Commentary: Don’t prop up failing schools

CNN) — Historically the federal government has been a small investor in the nation’s education system. With the recent economic stimulus bill, however, this changed virtually overnight.

There is great danger in the sudden and massive amount of funding — nearly $100 billion — that the federal government is throwing at the nation’s schools. District by district, the budgetary crises into which all schools were plunging created the impetus for long-needed changes.

The most likely result of this stimulus will be to give our schools the luxury of affording not to change. This is borrowed money that we’re pumping into our schools, and it comes at a price. Charging education isn’t changing it.
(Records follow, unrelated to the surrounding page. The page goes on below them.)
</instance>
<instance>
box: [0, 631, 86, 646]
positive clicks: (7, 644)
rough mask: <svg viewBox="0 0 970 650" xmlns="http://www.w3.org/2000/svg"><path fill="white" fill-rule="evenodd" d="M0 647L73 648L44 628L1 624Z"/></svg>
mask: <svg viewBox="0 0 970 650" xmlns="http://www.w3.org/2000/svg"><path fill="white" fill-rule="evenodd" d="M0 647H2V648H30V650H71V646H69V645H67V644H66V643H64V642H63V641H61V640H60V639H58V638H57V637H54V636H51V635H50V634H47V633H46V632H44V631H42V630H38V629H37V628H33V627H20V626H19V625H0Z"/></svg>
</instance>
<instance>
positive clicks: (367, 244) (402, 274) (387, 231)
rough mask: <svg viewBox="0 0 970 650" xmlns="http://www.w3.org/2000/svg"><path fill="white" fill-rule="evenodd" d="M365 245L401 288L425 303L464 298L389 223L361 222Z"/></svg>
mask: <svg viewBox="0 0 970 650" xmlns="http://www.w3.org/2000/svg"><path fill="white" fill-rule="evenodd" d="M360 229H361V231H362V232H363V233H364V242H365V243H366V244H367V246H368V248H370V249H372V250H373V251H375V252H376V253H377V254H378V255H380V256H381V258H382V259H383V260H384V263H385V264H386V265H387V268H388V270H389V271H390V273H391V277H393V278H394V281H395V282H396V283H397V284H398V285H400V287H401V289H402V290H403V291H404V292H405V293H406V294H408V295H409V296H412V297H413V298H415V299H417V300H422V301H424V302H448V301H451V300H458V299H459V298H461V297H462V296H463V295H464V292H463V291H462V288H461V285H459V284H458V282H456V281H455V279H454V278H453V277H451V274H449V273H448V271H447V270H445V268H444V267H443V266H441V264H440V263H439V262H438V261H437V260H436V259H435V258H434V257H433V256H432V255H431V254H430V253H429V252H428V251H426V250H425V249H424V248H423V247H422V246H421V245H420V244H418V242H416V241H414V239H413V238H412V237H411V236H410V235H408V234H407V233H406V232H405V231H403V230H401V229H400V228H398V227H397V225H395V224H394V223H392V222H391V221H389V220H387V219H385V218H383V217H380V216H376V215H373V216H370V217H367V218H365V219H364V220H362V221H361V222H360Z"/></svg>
via Commentary: Don’t prop up failing schools –

Clayton Christensen is on the right track here, which is why the real crisis in education isn’t now, but five to eight years from now.  I wish it were right now, but it’s not.

Yet the reality is that this $100 billion we’ve just dumped into our k-12 school system is only going to subsidize and prolong the current failing system.  It’s not going to fix or radically overhaul the system.

The folks over at Schools Matter might have you think that it’s a bad thing that the philanthro-capitalists are getting involved in schools, and pumping money into charter schools, programs like KIPP, and others.  They may be right.  But on the rare occasions that I talk to people at the top of the economic scale, they indicate that success came in spite of school, rather than because of it.  When I talk (far more often) to people at the middle or at the bottom of the economic scale, I hear stories about how they really didn’t like school, or didn’t learn anything there about anything important.  Once you get past reading, writing, and ‘rithmetic, their work in chemistry or clerical work or project management or whatever else they do all came about as a result of engagements with learning after school ended, rather than during.

As for the oft-repeated chestnut that schools exist to train citizens, rather than people for the economy… well.  Voter involvement in local, state, and federal elections has only just recently upticked.  It seems unlikely that schools have any legitimate right to take the credit for this transformation.

David Warlick indicates in his response to this article,

“The fact is that the entire industry [education] is designed to resist change — and this is not entirely a bad thing.  ..and I’m still not comfortable with completely ditching education as we know it and replacing it with something completely new — at least not yet.”

I’m wedded to the idea of being a teacher, and I like the ideas that I’m going to be a teacher in a school.  But I think that schools are on the verge of a massive extinction or transformation, because they are resistant to change.  That’s my guess.

However… this stimulus money we’ve just pumped into the silly school system we’ve got will probably keep the silliness going for a few more years.  My gues is… five to eight.  And then we’ll be out of money, and out of change, and the social media technology of web2.0 will be building the learning media technology of 3.0.  The best schools for 5-12 learning will be online, and parents will abandon middle schools and high schools in droves.

We have until 2014… maybe until 2018.  But I’m not counting on it.